Limited data are available on zonisamide overdose, and there are no cases reported thus far for monotoxicity with zonisamide. When acute or chronic zonisamide toxicity is suspected, immediate medical attention should be sought, and poison control should be contacted. The plasma concentration of zonisamide should be measured. Patients should be monitored closely and symptomatically treated. Overdose symptoms may include nausea, vomiting, somnolence, central nervous system depression, metabolic acidosis, and polyuria.[27]

Management of Overdose

There is no specific antidote for zonisamide overdose. Supportive care, including vital sign monitoring, is essential. Due to its low protein binding, dialysis may be considered.[34] Contact a poison control center or toxicologist for further guidance.

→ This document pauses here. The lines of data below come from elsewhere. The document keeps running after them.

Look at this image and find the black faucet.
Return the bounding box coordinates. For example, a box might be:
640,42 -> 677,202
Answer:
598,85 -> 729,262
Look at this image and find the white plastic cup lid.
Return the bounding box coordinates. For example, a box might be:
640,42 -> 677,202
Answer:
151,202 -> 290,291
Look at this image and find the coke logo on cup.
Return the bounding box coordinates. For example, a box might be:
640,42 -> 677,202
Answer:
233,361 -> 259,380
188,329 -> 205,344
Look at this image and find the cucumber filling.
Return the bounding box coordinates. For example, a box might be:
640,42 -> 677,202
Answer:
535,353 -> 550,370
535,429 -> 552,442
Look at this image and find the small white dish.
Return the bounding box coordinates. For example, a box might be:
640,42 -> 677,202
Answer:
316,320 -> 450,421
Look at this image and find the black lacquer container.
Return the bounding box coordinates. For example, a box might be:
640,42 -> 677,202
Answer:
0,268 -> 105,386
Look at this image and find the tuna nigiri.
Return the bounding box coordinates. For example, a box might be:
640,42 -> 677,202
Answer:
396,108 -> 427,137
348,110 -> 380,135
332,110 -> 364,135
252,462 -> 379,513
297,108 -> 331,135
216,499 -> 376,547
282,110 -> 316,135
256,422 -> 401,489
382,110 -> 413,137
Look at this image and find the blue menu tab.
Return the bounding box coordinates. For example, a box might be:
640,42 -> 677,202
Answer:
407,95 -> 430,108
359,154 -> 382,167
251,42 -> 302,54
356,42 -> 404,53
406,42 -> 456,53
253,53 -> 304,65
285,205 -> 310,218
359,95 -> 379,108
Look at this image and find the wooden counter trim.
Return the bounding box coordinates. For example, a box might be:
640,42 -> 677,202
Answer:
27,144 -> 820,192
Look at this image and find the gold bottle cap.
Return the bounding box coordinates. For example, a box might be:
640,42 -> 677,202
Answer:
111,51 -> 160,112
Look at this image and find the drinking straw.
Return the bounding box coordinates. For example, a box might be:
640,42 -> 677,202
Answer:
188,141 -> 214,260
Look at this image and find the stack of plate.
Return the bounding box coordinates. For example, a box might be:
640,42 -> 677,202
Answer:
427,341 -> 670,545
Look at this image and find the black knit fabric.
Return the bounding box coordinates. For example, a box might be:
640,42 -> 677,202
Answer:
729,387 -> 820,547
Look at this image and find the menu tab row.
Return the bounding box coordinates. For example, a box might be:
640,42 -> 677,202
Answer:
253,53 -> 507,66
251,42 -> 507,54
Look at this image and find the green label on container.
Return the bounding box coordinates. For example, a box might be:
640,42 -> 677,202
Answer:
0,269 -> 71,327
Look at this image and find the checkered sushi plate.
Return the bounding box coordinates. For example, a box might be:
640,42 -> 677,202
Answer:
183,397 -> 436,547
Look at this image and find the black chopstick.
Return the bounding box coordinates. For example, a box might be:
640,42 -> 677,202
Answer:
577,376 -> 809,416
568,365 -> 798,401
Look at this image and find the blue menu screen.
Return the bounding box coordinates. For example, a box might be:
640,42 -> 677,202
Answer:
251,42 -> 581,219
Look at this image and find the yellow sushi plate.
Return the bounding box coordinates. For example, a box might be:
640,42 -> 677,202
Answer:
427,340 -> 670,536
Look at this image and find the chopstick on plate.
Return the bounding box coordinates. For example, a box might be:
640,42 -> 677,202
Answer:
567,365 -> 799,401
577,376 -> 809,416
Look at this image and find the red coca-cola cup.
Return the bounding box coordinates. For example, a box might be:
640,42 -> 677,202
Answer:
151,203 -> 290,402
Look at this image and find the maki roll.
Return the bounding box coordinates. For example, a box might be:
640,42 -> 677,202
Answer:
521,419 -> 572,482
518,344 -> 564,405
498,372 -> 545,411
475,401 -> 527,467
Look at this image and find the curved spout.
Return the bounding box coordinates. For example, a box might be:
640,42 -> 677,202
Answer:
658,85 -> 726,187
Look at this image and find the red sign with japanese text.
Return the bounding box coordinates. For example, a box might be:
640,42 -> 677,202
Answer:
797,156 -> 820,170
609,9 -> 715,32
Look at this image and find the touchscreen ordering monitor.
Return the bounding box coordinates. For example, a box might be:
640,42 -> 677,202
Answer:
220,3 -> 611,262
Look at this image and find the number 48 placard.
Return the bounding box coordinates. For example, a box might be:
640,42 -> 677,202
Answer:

Enhancing Healthcare Team Outcomes

While a neurologist usually initiates zonisamide treatment, patient follow-up is generally done by the primary care provider and nurse practitioner. Patients receiving therapy with zonisamide need monitoring of their renal function and CBC at regular intervals. Further, signs and symptoms of depression and behavior change should be monitored closely. All patients should monitor serum levels of the drug to ensure appropriate dosing. Serum levels may not correlate with the dose because it has concentration-dependent erythrocyte binding. The patient response usually correlates well with the drug serum levels. Patient compliance with the medication should be reinforced at every interaction by the nurse and pharmacist. Emergency medicine physicians should stabilize the patient in the case of an overdose. An interprofessional team approach and communication among clinicians are crucial to decreasing potential adverse effects and improving quality of life and patient outcomes related to zonisamide pharmacotherapy.